A geometric foundation of virtual knot theory (2301.10318v1)

Abstract: Virtual knots are defined diagrammatically as a collection of figures, called virtual knot diagrams, that are considered equivalent up to finite sequences of extended Reidemeister moves. By contrast, knots in $\mathbb{R}^3$ can be defined geometrically. They are the points of a space $\mathbb{K}$ of knots. The knot space has a topology so that equivalent knots lie in the same path component. The aim of this paper is to use sheaf theory to obtain a fully geometric model for virtual knots. The geometric model formalizes the intuitive notion that a virtual knot is an actual knot residing in a variable ambient space; the usual diagrammatic theory follows as in the classical case.

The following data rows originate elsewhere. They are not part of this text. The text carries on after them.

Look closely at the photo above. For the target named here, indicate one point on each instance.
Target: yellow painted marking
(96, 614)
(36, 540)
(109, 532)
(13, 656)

To do this, it is shown that there exists a site $(\textbf{VK}, J_{\textbf{VK}})$ so that its category $\text{Sh}(\textbf{VK},J_{\textbf{VK}})$ of sheaves can be naturally interpreted as the ``space of virtual knots''. A point of this Grothendieck topos, that is a geometric morphism $\textbf{Sets} \to \text{Sh}(\textbf{VK})$, is a virtual knot. The virtual isotopy relation is generated by paths in this space, or more precisely, geometric morphisms $\text{Sh}([0,1]) \to \text{Sh}(\textbf{VK},J_{\textbf{VK}})$. Virtual knot invariants valued in a discrete topological space $\mathbb{G}$ are geometric morphisms $\text{Sh}(\textbf{VK},J_{\textbf{VK}}) \to \text{Sh}(\mathbb{G})$, just as classical knot invariants valued in $\mathbb{G}$ are continuous functions $\mathbb{K} \to \mathbb{G}$. The embedding of classical knots into virtual knots is also realized as a geometric morphism.